Based on the information provided by 25 May 2007, the FSA has not concluded on an estimate of the value of the natural health product sectors to date. I met with the specialist manufacturing and health food retail sectors in March 2007, to discuss the setting of maximum permitted levels for vitamins and minerals under Article 5 of the Food Supplements Directive and associated issues.
Mr. Peter Ainsworth: To ask the Secretary of State for Trade and Industry how many civic amenity sites there are in England and Wales; and how many such sites will have facilities to collect waste electrical and electronic equipment under the EU Waste Electrical and Electronic Equipment Directive. 
Malcolm Wicks: There are 807 civic amenity sites in England and Wales all of which will have facilities to collect waste electrical and electronic equipment. How much they collect will vary according to the size of the site.
Mr. Dai Davies: To ask the Secretary of State for Trade and Industry pursuant to the answer of 5 June 2007, Official Report, column 336W, on Energy Technologies Institute: Wales, in what ways the Welsh Energy Research Centre fell short against the selection criteria; and whether he expects there to be opportunities for the Welsh Energy Research Centre to collaborate with the Energy Technologies Institute in the future. 
Malcolm Wicks: The submissions to host the Energy Technologies Institute (ETI) Director were considered in confidence by a group of representatives of the industrial and public sector funding partners. The group has already indicated that it will provide feed-back to those organisations which made a submission, if they so request.
Mr. Iain Wright: To ask the Secretary of State for Trade and Industry if his Department will commission research and development into minimising (a) carbon dioxide emissions and (b) general environmental impacts caused by commercial aircraft engines. 
Margaret Hodge: The DTI is currently funding a number of research programmes to assess the environmental effect of aviation emissions and to explore developments in technology to reduce their harmful effects.
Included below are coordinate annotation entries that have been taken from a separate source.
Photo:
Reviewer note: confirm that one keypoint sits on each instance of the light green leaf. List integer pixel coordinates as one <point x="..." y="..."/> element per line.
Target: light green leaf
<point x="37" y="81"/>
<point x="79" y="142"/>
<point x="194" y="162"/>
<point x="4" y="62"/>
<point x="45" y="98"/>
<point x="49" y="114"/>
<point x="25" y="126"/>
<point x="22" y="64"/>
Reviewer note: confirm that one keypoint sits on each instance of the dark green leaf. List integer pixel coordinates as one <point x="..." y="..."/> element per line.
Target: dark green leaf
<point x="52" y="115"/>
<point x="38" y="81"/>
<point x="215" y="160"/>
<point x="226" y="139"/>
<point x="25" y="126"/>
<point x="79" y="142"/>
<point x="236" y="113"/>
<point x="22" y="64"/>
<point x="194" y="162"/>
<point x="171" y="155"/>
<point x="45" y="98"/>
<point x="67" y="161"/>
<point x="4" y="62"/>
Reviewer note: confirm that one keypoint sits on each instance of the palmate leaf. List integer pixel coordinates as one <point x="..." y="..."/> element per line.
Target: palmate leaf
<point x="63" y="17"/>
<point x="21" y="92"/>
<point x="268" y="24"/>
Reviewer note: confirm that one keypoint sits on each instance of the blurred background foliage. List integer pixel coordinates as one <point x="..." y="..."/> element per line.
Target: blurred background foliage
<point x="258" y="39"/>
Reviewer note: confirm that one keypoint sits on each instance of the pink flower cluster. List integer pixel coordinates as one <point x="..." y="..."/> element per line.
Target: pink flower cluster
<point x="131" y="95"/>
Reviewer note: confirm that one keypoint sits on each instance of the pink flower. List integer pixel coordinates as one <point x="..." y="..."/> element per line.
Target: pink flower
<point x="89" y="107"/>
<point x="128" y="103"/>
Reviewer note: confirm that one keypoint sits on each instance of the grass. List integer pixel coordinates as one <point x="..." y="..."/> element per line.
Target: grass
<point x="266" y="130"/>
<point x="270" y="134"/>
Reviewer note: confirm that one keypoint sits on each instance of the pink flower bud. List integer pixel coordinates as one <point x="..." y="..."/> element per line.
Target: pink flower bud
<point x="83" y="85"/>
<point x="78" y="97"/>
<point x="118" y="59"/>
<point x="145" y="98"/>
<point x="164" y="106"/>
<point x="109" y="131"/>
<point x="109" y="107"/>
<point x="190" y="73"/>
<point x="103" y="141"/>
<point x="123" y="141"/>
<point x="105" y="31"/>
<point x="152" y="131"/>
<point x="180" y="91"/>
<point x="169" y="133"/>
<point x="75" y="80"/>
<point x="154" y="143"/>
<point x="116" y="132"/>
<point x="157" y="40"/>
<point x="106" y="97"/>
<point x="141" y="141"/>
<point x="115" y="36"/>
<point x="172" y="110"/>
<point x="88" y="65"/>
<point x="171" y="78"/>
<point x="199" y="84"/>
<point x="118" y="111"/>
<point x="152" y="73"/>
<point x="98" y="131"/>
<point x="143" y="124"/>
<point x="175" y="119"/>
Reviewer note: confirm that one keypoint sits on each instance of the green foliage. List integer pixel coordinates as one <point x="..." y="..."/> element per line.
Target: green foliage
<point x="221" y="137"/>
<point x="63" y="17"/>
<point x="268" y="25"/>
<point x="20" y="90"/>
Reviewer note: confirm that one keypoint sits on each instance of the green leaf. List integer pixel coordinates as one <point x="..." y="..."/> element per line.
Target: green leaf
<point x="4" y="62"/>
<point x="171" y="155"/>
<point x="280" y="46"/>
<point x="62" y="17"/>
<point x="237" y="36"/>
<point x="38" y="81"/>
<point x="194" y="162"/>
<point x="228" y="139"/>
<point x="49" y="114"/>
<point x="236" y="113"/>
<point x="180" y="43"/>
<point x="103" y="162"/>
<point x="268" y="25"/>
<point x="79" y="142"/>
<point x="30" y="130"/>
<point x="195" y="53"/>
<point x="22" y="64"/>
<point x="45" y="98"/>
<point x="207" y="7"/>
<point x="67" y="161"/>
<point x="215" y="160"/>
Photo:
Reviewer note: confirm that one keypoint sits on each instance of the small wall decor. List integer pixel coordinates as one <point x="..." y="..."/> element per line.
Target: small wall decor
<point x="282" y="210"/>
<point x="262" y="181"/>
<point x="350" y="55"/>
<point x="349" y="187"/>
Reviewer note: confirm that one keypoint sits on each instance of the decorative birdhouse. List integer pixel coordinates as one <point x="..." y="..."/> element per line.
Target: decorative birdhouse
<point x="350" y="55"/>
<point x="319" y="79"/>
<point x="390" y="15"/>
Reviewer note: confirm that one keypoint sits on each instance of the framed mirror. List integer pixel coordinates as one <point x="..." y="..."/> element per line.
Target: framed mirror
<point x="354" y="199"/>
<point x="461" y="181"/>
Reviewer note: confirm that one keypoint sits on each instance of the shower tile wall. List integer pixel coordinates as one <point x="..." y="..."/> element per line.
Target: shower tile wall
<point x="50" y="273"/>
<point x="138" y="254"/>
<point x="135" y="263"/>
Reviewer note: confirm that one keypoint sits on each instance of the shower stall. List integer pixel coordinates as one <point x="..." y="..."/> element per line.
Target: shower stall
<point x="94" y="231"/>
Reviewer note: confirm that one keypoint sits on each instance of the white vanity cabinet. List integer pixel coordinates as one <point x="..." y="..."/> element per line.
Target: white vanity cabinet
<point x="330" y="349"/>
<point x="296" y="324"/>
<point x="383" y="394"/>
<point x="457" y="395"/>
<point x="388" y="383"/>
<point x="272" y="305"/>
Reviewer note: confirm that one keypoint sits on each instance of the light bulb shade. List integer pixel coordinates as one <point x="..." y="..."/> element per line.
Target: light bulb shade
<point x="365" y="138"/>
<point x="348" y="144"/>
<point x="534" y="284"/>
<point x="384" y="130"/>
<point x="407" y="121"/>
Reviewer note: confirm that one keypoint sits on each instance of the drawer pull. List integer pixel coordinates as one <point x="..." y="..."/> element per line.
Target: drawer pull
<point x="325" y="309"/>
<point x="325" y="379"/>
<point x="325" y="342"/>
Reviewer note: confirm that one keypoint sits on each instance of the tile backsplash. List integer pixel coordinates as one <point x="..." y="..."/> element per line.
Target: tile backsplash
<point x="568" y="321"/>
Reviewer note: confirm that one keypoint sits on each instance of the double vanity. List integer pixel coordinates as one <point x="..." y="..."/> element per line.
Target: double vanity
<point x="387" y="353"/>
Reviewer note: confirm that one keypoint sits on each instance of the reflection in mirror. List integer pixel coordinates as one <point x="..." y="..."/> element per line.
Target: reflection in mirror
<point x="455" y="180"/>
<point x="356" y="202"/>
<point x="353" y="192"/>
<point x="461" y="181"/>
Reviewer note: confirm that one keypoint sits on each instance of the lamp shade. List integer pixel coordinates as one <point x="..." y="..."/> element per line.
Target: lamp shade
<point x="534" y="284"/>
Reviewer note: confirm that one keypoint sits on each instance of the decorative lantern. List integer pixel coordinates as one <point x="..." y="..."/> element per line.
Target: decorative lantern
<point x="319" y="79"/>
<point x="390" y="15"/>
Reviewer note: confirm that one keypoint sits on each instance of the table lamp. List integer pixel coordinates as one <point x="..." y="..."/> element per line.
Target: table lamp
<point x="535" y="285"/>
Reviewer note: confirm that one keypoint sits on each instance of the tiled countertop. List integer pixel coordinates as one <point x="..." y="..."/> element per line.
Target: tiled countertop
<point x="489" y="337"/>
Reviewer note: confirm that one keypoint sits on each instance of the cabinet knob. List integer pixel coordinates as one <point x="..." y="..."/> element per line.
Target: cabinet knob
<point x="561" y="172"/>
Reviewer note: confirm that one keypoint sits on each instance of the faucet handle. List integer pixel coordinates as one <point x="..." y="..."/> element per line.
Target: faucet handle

In particular, the OMEGA project being led by Manchester Metropolitan University and supported with a £5 million HEFCE grant, covers, among other things, characterising aviation emissions (Particulate Matter, NOx, CO2), airframe and engine design for low carbon emissions and alternative fuels and bio-fuels. Another recent project with Airbus and academic partners has developed trade-off modelling for aircraft design and climate impact.
The Government are also working closely with industry to ensure that the UKs aerospace industry responds to environmental concerns. The most recent project, known as the Environmentally Friendly Engine is supported with funding of £95 million of which £30 million is being provided by DTI. This research will develop specific technologies to improve engine efficiency and thereby minimise CO2 emissions from future aircraft.
The DTI will continue to consider the need for additional research to address the environmental impact of aviation and to ensure the competitiveness of UK aerospace companies and their European partners.
Ms Gisela Stuart: To ask the Secretary of State for Trade and Industry what progress he has made on the creation and development of an intellectual property rights agreement between the UK and India; and if he will make a statement. 
Malcolm Wicks: The Joint Statement of Intent was signed in June 2006. Under the JETCO agreement between India and the UK, we are currently developing a bilateral action plan with the Indian IPR authorities in order to put in place a technical assistance programme for Indian government officials dealing with IP.